I have a small server and I would like to check compile times on C programs provided by users. The programs would never be run only compiled.
What risks are there to allowing users to compile arbitrary C using gcc 5.4.0?
I have a small server and I would like to check compile times on C programs provided by users. The programs would never be run only compiled.
What risks are there to allowing users to compile arbitrary C using gcc 5.4.0?
A bit of a weird one, but: it's a denial-of-service risk, or potential information disclosure.
Because C's preprocessor will cheerfully include any file specified in an #include
directive, somebody can #include "../../../../../../../../../../dev/zero"
and the preprocessor will try to read to the end of /dev/zero
(good luck).
Similarly, especially if you let people see the output of their compilation attempts, somebody could try including various files that may or may not be present on your system, and could learn things about your machine. Combined with clever usage of #pragma poison
, they might even learn things about the file contents even if you don't provide full error messages.
Relatedly, pragmas can alter a lot of preprocessor, compiler, or linker behavior, and are specified in source files. There's probably not one that lets somebody do something like specify the output file name or something like that, but if there is, it could be abused to override sensitive files, or get itself executed (by writing into cron or similar). There might be something similarly dangerous. You really should be careful about compiling untrusted code.
C is a very powerful language, and some of the terrible things you can do with it would shock you. For example, you can create a 16 byte C program that takes 27 minutes to compile, and when it finally finishes, it compiles to a 16 Gigabyte executable file. And that's only using 16 bytes.
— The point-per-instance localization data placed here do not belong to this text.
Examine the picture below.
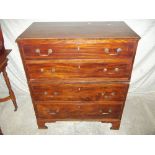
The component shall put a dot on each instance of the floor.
(138, 118)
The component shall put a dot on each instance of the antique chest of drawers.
(78, 71)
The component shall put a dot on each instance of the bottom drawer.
(78, 110)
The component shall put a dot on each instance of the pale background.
(139, 112)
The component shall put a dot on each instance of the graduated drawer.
(78, 110)
(79, 92)
(69, 69)
(86, 50)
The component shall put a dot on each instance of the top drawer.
(79, 50)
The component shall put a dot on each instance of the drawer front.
(78, 69)
(79, 92)
(79, 51)
(79, 111)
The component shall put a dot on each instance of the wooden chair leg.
(1, 132)
(11, 93)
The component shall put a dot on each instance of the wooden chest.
(78, 71)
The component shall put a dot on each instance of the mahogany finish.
(78, 71)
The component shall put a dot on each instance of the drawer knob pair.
(105, 113)
(49, 52)
(107, 51)
(54, 93)
(52, 70)
(116, 69)
(53, 112)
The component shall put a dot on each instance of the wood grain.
(78, 71)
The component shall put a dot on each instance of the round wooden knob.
(116, 69)
(118, 50)
(50, 51)
(105, 69)
(110, 110)
(42, 70)
(113, 93)
(37, 51)
(53, 70)
(45, 93)
(106, 50)
(55, 93)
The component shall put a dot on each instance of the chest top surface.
(78, 30)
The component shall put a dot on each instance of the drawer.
(78, 69)
(89, 50)
(79, 92)
(78, 111)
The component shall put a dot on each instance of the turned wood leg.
(41, 124)
(115, 125)
(1, 132)
(11, 93)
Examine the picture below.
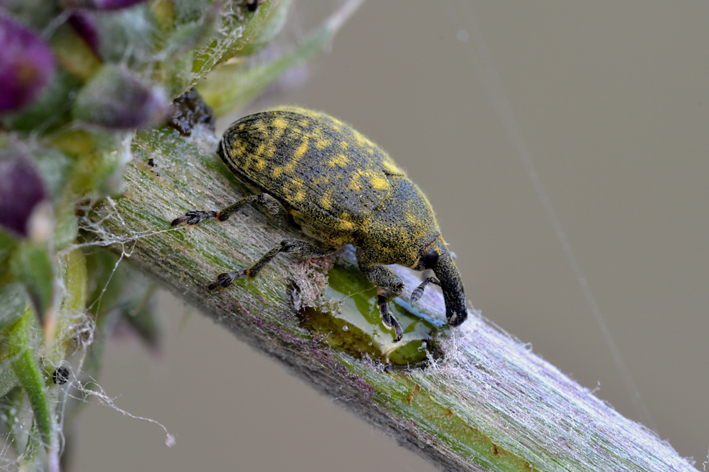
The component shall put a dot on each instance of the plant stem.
(489, 404)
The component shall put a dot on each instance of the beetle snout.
(451, 285)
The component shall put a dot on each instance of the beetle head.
(437, 257)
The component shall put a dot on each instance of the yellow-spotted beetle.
(340, 188)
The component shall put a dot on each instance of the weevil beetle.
(339, 188)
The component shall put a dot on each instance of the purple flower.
(100, 4)
(26, 65)
(21, 190)
(84, 24)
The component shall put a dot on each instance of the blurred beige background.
(612, 101)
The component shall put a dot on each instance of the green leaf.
(225, 90)
(24, 364)
(13, 302)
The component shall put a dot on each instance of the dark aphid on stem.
(316, 172)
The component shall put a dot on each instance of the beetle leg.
(194, 217)
(290, 246)
(273, 206)
(418, 291)
(388, 318)
(389, 286)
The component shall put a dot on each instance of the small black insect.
(61, 375)
(252, 5)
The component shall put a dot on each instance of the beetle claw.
(388, 319)
(418, 291)
(194, 217)
(227, 278)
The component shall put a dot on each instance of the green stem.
(489, 404)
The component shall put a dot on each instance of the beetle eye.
(429, 259)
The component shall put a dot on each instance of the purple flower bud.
(100, 4)
(21, 191)
(115, 98)
(26, 65)
(84, 24)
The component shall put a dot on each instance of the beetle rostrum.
(340, 188)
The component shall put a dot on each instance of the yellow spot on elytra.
(339, 160)
(299, 196)
(302, 149)
(354, 184)
(326, 201)
(280, 123)
(379, 183)
(323, 143)
(392, 168)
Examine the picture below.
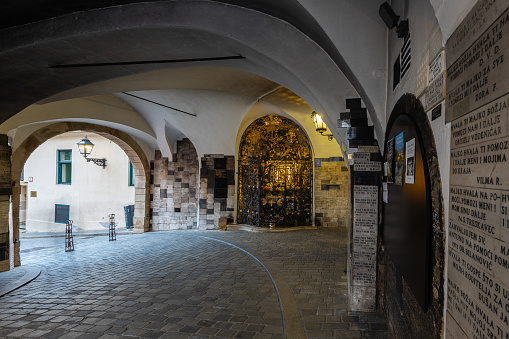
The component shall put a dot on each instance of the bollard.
(69, 243)
(112, 234)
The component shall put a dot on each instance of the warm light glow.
(320, 126)
(85, 147)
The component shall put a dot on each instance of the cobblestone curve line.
(292, 320)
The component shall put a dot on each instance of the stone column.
(7, 248)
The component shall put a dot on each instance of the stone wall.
(173, 189)
(332, 189)
(217, 189)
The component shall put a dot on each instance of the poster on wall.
(390, 160)
(410, 162)
(400, 159)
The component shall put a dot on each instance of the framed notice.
(410, 162)
(390, 161)
(399, 154)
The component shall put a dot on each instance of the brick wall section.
(217, 189)
(332, 203)
(174, 189)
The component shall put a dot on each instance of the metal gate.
(275, 174)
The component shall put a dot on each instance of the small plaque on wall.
(436, 112)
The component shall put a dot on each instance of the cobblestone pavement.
(187, 284)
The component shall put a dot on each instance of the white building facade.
(59, 184)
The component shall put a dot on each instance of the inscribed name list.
(479, 75)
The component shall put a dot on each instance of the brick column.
(7, 250)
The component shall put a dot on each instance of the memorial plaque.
(435, 93)
(423, 74)
(479, 75)
(365, 235)
(478, 234)
(475, 24)
(362, 162)
(436, 112)
(437, 66)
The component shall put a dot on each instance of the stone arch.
(282, 58)
(430, 319)
(123, 140)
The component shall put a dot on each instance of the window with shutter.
(64, 166)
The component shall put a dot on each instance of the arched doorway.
(275, 174)
(134, 152)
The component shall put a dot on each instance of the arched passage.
(178, 30)
(123, 140)
(275, 174)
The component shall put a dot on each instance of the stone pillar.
(364, 233)
(7, 248)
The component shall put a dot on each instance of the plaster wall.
(365, 31)
(93, 194)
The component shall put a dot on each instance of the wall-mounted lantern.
(320, 126)
(85, 147)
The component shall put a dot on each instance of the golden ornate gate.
(275, 174)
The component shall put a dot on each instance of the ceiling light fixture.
(391, 20)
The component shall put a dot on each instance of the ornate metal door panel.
(249, 192)
(275, 174)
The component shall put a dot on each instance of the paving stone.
(184, 285)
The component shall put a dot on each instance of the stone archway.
(133, 151)
(275, 174)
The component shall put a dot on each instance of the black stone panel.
(221, 183)
(203, 204)
(219, 163)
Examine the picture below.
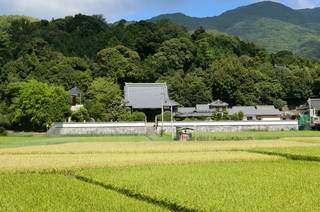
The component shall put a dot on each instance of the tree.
(120, 63)
(38, 105)
(105, 95)
(80, 115)
(188, 89)
(174, 54)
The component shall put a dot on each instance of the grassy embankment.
(113, 174)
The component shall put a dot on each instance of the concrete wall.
(141, 128)
(133, 128)
(231, 126)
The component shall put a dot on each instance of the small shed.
(218, 105)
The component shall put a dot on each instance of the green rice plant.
(41, 162)
(295, 153)
(252, 135)
(282, 185)
(47, 192)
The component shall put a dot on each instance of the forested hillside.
(41, 61)
(268, 24)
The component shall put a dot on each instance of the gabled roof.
(147, 95)
(186, 110)
(219, 103)
(202, 108)
(314, 103)
(246, 110)
(74, 91)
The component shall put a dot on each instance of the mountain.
(312, 14)
(5, 20)
(268, 24)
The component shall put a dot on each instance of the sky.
(114, 10)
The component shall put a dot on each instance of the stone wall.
(231, 126)
(141, 128)
(99, 129)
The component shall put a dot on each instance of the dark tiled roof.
(186, 110)
(314, 103)
(203, 108)
(147, 95)
(75, 91)
(219, 103)
(262, 110)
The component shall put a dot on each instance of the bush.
(166, 116)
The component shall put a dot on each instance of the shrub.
(166, 116)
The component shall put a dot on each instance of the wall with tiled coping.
(141, 128)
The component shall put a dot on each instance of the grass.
(34, 140)
(40, 162)
(47, 192)
(104, 173)
(253, 135)
(234, 186)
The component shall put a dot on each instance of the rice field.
(140, 173)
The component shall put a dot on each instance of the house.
(218, 106)
(77, 96)
(260, 112)
(310, 112)
(148, 98)
(201, 110)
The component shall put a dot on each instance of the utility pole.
(172, 135)
(162, 110)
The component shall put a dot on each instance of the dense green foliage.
(38, 105)
(268, 24)
(99, 58)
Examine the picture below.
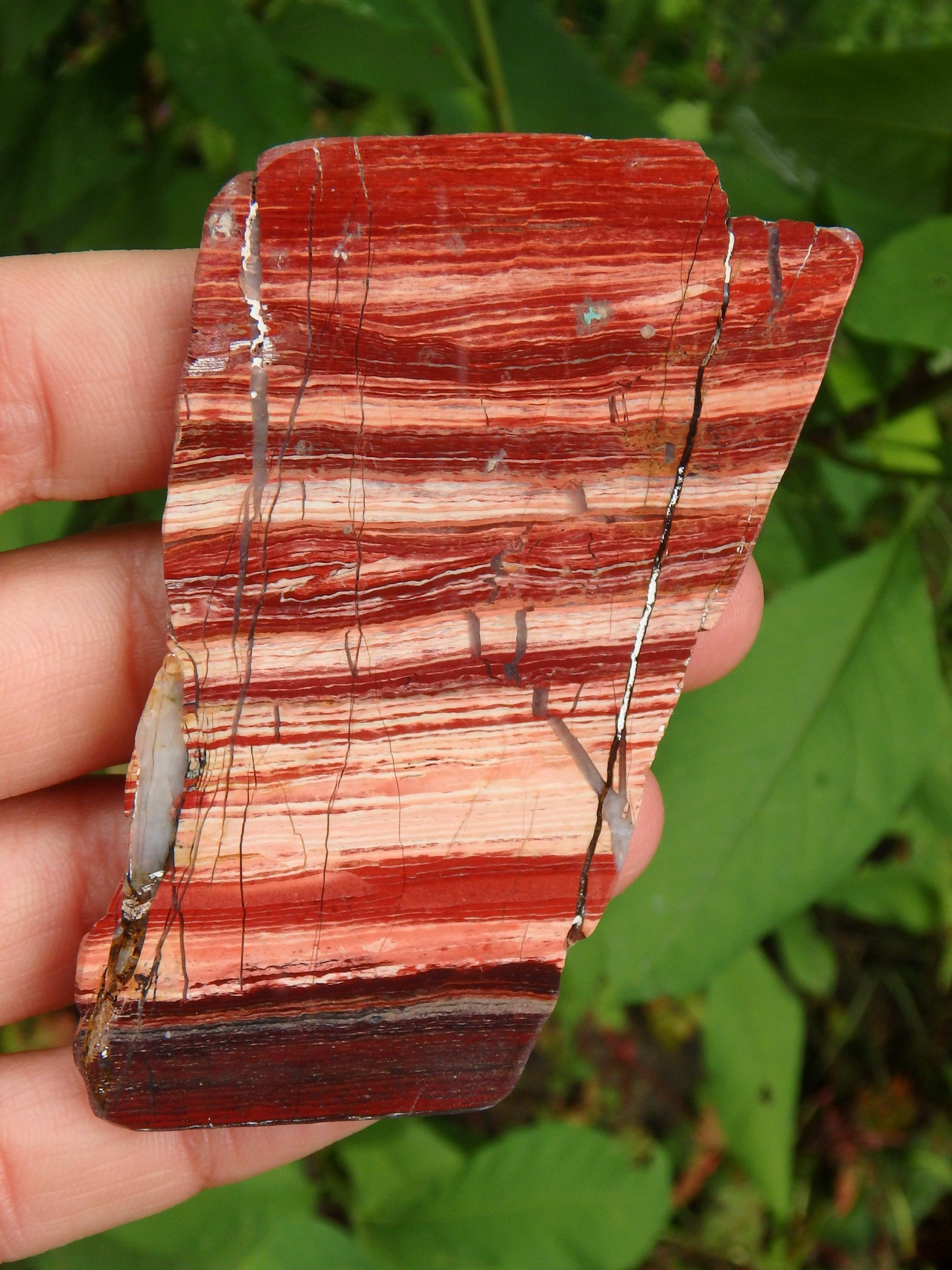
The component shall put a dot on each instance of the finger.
(63, 854)
(92, 348)
(728, 642)
(46, 1124)
(65, 1174)
(82, 634)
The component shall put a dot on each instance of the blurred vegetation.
(750, 1061)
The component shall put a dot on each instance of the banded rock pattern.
(475, 435)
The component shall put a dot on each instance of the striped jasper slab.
(475, 436)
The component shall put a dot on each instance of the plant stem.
(492, 67)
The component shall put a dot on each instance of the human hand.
(90, 352)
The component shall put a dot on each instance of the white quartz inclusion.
(163, 761)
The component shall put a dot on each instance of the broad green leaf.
(35, 522)
(386, 48)
(224, 63)
(877, 122)
(223, 1222)
(851, 489)
(808, 956)
(98, 1253)
(754, 1033)
(889, 893)
(555, 86)
(687, 121)
(779, 779)
(159, 205)
(750, 187)
(308, 1244)
(908, 444)
(25, 29)
(398, 1164)
(848, 379)
(904, 294)
(780, 557)
(79, 149)
(555, 1197)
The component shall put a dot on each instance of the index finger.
(92, 348)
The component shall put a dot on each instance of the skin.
(90, 354)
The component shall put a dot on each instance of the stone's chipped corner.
(162, 759)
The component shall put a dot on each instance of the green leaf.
(221, 1222)
(35, 522)
(25, 29)
(754, 1034)
(79, 148)
(398, 1164)
(877, 122)
(385, 48)
(308, 1244)
(889, 893)
(908, 444)
(555, 1197)
(851, 489)
(808, 957)
(555, 86)
(753, 189)
(904, 294)
(224, 63)
(848, 379)
(779, 779)
(98, 1253)
(159, 205)
(779, 554)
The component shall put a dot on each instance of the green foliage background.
(749, 1065)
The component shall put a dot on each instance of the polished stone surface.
(475, 435)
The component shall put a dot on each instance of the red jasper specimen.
(475, 435)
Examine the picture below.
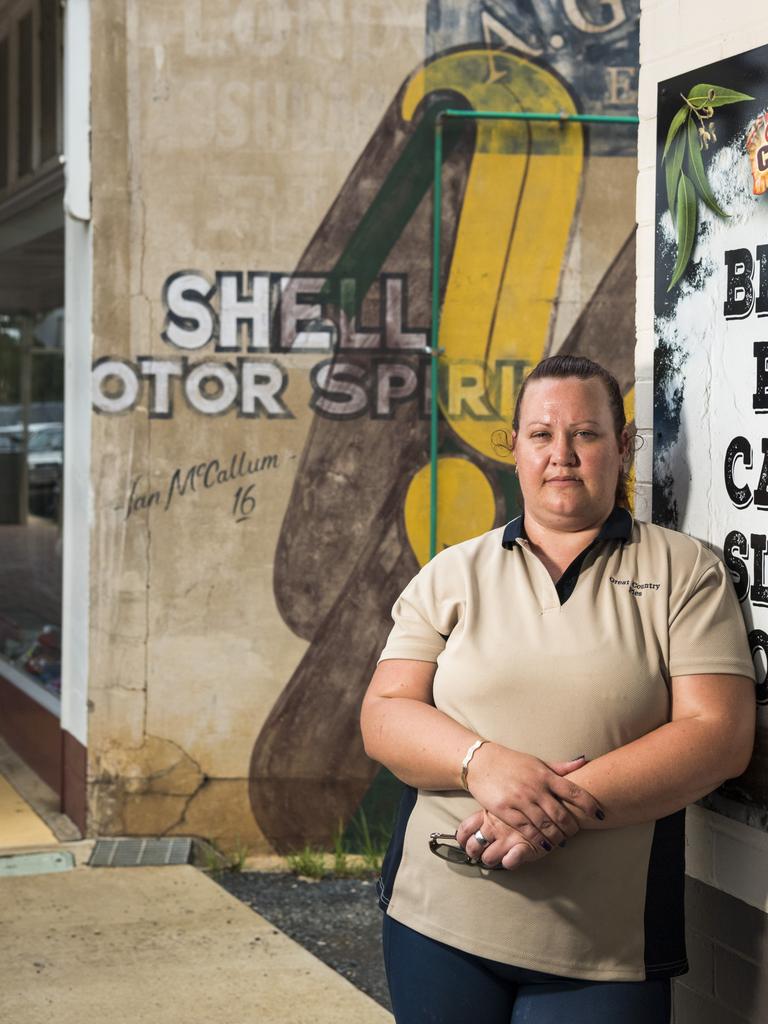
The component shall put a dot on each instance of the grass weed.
(309, 863)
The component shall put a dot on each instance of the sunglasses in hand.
(446, 847)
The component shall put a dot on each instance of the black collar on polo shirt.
(616, 527)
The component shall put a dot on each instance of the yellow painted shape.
(19, 825)
(513, 230)
(465, 503)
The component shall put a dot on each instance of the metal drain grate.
(140, 852)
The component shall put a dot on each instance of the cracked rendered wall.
(262, 223)
(221, 133)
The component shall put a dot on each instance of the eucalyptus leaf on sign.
(691, 130)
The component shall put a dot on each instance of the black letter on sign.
(740, 294)
(761, 495)
(759, 591)
(735, 545)
(761, 306)
(760, 398)
(759, 641)
(738, 448)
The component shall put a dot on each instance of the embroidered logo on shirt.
(636, 589)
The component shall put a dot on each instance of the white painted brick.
(644, 404)
(646, 194)
(698, 845)
(739, 857)
(646, 144)
(642, 502)
(644, 354)
(644, 299)
(645, 250)
(644, 462)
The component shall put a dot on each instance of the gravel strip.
(337, 920)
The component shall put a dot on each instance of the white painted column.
(78, 343)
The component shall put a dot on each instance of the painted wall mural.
(711, 468)
(269, 396)
(355, 528)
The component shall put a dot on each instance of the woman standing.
(572, 629)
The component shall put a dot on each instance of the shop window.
(4, 98)
(25, 96)
(49, 62)
(31, 90)
(31, 482)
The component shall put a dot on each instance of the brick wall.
(726, 861)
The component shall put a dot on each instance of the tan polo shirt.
(518, 667)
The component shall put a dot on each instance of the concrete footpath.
(151, 944)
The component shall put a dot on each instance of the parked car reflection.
(44, 460)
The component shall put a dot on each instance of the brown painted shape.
(33, 732)
(342, 556)
(74, 779)
(348, 467)
(605, 329)
(308, 769)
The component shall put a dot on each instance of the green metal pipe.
(436, 212)
(532, 116)
(434, 368)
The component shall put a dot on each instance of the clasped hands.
(529, 807)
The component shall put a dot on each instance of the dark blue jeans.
(432, 983)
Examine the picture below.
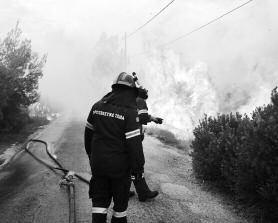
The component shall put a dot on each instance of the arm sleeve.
(143, 115)
(134, 143)
(89, 132)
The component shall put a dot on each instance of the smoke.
(228, 66)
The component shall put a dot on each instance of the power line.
(152, 18)
(203, 26)
(200, 27)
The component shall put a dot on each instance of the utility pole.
(125, 55)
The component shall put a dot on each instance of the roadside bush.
(20, 70)
(241, 154)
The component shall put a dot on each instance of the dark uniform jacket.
(112, 136)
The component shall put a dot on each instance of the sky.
(230, 65)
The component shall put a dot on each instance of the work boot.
(99, 218)
(118, 220)
(143, 191)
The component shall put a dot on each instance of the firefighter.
(113, 144)
(142, 189)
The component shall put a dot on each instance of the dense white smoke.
(179, 94)
(229, 66)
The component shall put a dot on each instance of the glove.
(157, 120)
(137, 176)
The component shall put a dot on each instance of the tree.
(20, 70)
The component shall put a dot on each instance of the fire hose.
(67, 179)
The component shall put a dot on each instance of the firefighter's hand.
(157, 120)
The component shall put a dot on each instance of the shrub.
(241, 153)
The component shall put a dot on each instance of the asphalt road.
(31, 193)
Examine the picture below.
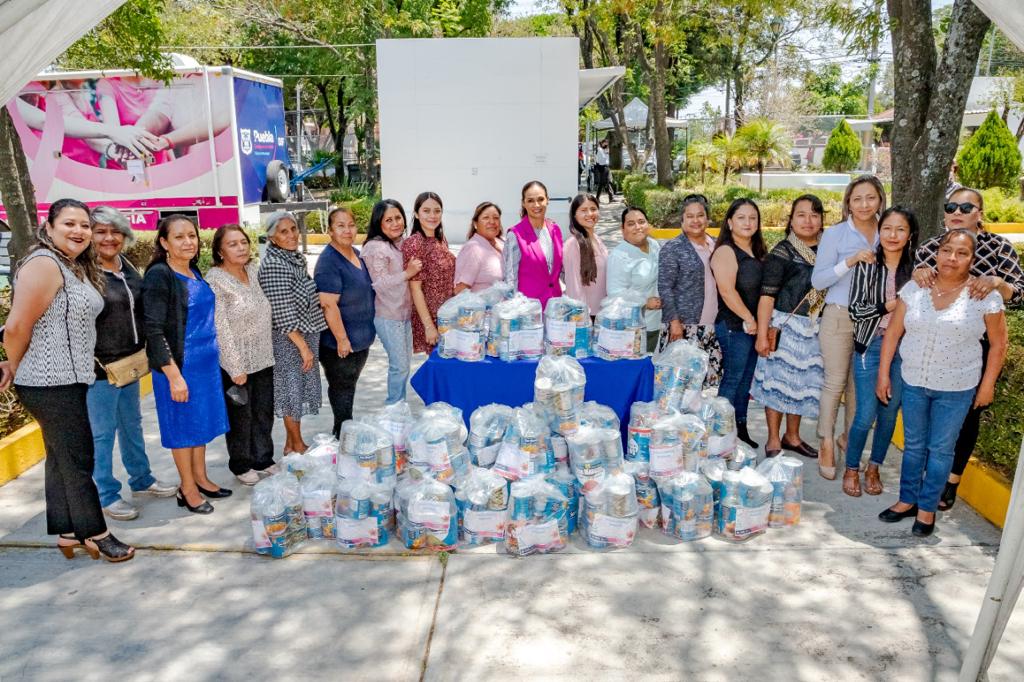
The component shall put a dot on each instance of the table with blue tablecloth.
(616, 384)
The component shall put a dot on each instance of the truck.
(210, 143)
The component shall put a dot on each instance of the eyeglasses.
(965, 208)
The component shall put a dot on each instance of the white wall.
(475, 119)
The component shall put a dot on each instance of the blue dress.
(204, 417)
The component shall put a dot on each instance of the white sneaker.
(158, 489)
(249, 478)
(121, 511)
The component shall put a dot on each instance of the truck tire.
(276, 181)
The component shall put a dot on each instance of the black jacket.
(165, 303)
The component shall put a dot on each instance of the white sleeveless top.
(60, 351)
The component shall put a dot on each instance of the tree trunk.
(16, 189)
(931, 93)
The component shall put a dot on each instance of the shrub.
(843, 148)
(990, 158)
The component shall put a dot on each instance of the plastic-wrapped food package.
(537, 518)
(482, 501)
(678, 442)
(608, 516)
(363, 513)
(599, 416)
(487, 425)
(517, 329)
(620, 330)
(559, 385)
(426, 514)
(786, 477)
(720, 419)
(525, 451)
(679, 373)
(566, 328)
(642, 419)
(317, 502)
(745, 503)
(687, 506)
(461, 329)
(594, 454)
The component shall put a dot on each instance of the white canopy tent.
(34, 33)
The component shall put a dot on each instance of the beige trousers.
(836, 338)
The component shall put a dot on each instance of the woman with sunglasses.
(995, 267)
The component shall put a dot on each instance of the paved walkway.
(840, 597)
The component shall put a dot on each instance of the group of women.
(858, 310)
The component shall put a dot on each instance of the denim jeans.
(931, 423)
(113, 412)
(739, 358)
(396, 336)
(869, 410)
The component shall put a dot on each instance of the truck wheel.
(276, 181)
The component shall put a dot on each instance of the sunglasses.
(965, 208)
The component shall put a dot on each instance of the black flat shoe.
(948, 498)
(215, 495)
(890, 516)
(922, 529)
(204, 508)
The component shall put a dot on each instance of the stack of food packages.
(461, 328)
(566, 328)
(786, 477)
(620, 331)
(516, 329)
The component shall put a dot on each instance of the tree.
(843, 150)
(931, 92)
(990, 157)
(765, 142)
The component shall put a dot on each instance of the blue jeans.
(396, 336)
(931, 423)
(738, 361)
(113, 412)
(869, 410)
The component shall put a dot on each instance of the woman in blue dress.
(181, 343)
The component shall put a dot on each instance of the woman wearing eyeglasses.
(995, 267)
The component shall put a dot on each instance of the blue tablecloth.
(468, 385)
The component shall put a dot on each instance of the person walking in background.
(584, 256)
(843, 246)
(686, 287)
(297, 321)
(49, 337)
(995, 267)
(347, 296)
(633, 267)
(737, 263)
(788, 375)
(479, 262)
(872, 299)
(941, 368)
(392, 307)
(245, 338)
(534, 252)
(181, 344)
(114, 401)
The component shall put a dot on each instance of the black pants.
(972, 423)
(72, 500)
(342, 375)
(249, 442)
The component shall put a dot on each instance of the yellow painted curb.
(24, 449)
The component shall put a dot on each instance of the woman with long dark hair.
(584, 256)
(737, 263)
(434, 284)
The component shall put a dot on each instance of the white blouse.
(941, 349)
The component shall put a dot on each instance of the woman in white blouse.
(242, 315)
(941, 369)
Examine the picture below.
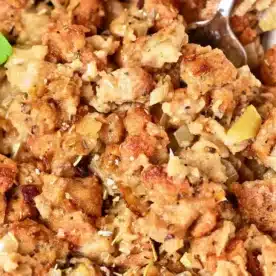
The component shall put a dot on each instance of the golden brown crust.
(64, 41)
(268, 67)
(89, 13)
(256, 202)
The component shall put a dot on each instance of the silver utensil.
(218, 33)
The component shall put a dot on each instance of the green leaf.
(5, 49)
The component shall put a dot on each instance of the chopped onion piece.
(246, 127)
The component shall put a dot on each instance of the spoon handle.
(269, 39)
(225, 7)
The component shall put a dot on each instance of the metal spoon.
(217, 33)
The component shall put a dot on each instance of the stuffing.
(63, 212)
(205, 71)
(29, 246)
(120, 86)
(268, 67)
(60, 151)
(89, 13)
(24, 66)
(126, 150)
(10, 19)
(165, 12)
(131, 25)
(34, 26)
(64, 42)
(155, 50)
(21, 204)
(256, 202)
(264, 143)
(182, 107)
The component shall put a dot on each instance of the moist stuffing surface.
(128, 151)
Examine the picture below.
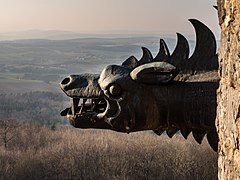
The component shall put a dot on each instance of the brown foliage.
(66, 153)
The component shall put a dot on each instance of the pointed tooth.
(74, 105)
(212, 138)
(198, 135)
(171, 131)
(185, 132)
(163, 54)
(159, 131)
(146, 57)
(83, 106)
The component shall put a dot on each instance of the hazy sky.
(97, 16)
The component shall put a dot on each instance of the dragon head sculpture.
(170, 92)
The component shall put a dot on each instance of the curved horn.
(146, 57)
(185, 132)
(130, 62)
(163, 54)
(205, 48)
(181, 52)
(198, 135)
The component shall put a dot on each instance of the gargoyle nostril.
(66, 81)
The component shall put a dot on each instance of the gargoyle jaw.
(85, 113)
(87, 101)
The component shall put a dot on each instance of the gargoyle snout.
(81, 86)
(66, 83)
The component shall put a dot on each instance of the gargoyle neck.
(187, 104)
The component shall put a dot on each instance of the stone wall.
(228, 111)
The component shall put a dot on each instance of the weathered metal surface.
(170, 92)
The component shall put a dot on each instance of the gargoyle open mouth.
(85, 108)
(89, 108)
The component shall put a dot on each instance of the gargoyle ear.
(154, 73)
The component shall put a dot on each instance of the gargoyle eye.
(115, 90)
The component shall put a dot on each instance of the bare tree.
(8, 131)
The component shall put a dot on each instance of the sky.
(106, 16)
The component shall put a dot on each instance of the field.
(37, 143)
(38, 152)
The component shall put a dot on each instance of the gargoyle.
(170, 92)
When you factor in the preprocessor and larger source code files, I'm sure you could create much larger compiler bombs.
This means anyone with access to your server could effectively do a DoS attack on your server. Now to be fair, this is significantly less dangerous than having someone abuse a vulnerability in the compiler, or including sensitive files to get information about your server (like the other answerers talked about).
But it's still another possible annoyance that you'll encounter when compiling arbitrary code. I'm sure you could setup a time-limit on all builds, and make sure to never store the binary files. Although of course, you still need to keep it on disk while it's being created, so if someone hypothetically made a compiler bomb larger than your hard drive, you'd be in trouble (if you let the build finish).
@AndréBorie is correct. Compilers and the corresponding configuration will not be well vetted for security issues, so generally speaking you should not compile untrusted code.
The risk is that a buffer overflow or some type of library execution vulnerability is exploited, and the attacker gains access to the (hopefully non-root
!) user account that ran the compiler. Even a non-root
hack is serious in most cases. This could be elaborated on in a separate question.
Creating a VM is a good solution, to contain any potential exploits so they cannot harm the rest of your application.
It is best to have a template Linux VM you can launch as needed with a clean slate compiler environment.
Ideally you would throw it away after every use, but this may not be strictly necessary. If you isolate the VM well enough, and properly sanitize response data from the VM, which you should be doing anyway; then the worst a hack could do is DoS or create false compile times. These are not serious issues on their own; at least not nearly as serious as accessing the rest of your application.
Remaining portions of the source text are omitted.